Of the many distressing developments in the civil life of our world, the rise of “alternative facts” is one of the most upsetting. It is not, however, as recent a phenomenon as we might think. Indeed, for as long as we have been human, we have found the temptation to remake reality in our own interests very difficult to resist. This particular weakness manifests itself as outright falsehoods, as strategic partial truths, as propaganda, as one-sided histories, as self-serving or self-soothing stories. Whatever the form and whatever the situation, however, the motivation is the same: we lie to avoid the consequences of the truth.
As followers of Jesus, we know better. We know that the consequence of truth is freedom; that God already knows the truth, anyway; that reality does not truly bend to our desires, for we are not God.
As fallible human beings, however, we still fall into temptation. So every year, but perhaps especially this year, we give thanks for Lent because Lent is, at root, a season of unwavering honesty in the face of some uncomfortable truths.
We begin with the imposition of ashes, bearing on our foreheads the first truth of our existence: we are dust and to dust we shall return. This is a hard truth, but a good one to begin with, nonetheless. It insists we acknowledge that our lives are a miracle we cannot even begin to understand. It insists that we acknowledge that we are not immortal; not infallible; not divine. It insists that we acknowledge that we are, each one of us, equally human and beloved in the eyes of God.

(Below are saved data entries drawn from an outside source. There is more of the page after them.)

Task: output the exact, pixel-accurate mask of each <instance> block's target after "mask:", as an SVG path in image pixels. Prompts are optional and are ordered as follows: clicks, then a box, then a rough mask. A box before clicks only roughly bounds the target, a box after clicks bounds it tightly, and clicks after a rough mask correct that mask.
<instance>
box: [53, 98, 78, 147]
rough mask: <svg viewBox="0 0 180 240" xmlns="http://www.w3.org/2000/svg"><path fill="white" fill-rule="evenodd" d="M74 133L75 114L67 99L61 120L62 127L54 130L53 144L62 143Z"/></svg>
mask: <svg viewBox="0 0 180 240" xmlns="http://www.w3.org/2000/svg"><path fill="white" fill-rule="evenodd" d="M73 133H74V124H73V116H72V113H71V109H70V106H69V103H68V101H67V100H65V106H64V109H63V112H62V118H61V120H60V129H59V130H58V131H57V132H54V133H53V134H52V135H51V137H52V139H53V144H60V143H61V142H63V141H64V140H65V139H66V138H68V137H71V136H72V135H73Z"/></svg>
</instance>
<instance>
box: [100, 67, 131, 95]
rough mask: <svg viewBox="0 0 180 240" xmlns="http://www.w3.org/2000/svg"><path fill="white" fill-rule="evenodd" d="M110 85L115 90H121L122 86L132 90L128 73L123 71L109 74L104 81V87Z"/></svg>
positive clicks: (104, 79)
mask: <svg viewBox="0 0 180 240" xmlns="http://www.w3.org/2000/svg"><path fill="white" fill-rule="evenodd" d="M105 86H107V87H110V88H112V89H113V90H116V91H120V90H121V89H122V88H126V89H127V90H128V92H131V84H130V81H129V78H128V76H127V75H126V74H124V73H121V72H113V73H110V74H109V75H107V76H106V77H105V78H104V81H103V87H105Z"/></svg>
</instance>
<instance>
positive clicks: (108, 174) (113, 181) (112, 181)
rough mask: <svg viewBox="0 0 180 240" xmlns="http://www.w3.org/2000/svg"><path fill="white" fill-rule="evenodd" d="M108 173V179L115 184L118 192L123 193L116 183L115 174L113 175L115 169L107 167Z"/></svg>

Once confronted with this truth, we can undertake the work of self-reflection that makes for a truly holy Lent. We acknowledge our sins—the myriad of ways in which we, as individuals and as communities, fail to love God and our neighbour. We acknowledge the many ways in which we allow ourselves to be distracted, and we take on disciplines of fasting and prayer and generosity in order to realign our hearts and minds and bodies with God’s will. We acknowledge our fear that we have only ourselves to rely on—only our power to manipulate reality and hide from what we know to be true: our desire for a holy life of love and justice and peace is beyond our reach alone. We need God’s steadfast love and forgiveness in the face of our weakness.
And when the work of Lent is done (for this year, at least) and we come before God in penitence and faith and hope—then we are ready to receive the truth that defeats all falsehood, revealed in Jesus’ betrayal, death and astonishing resurrection. There is nothing that can separate us from the love of God.
So this Lent, let us be diligent in naming the lies that threaten the well-being of our souls and our families and our churches and our nations. Let us be unwavering in our honesty, even when it is uncomfortable or seems counter to our interests. Let us be steady in our focus on God’s will for us and for all creation. Let us remember that the truth will set us free.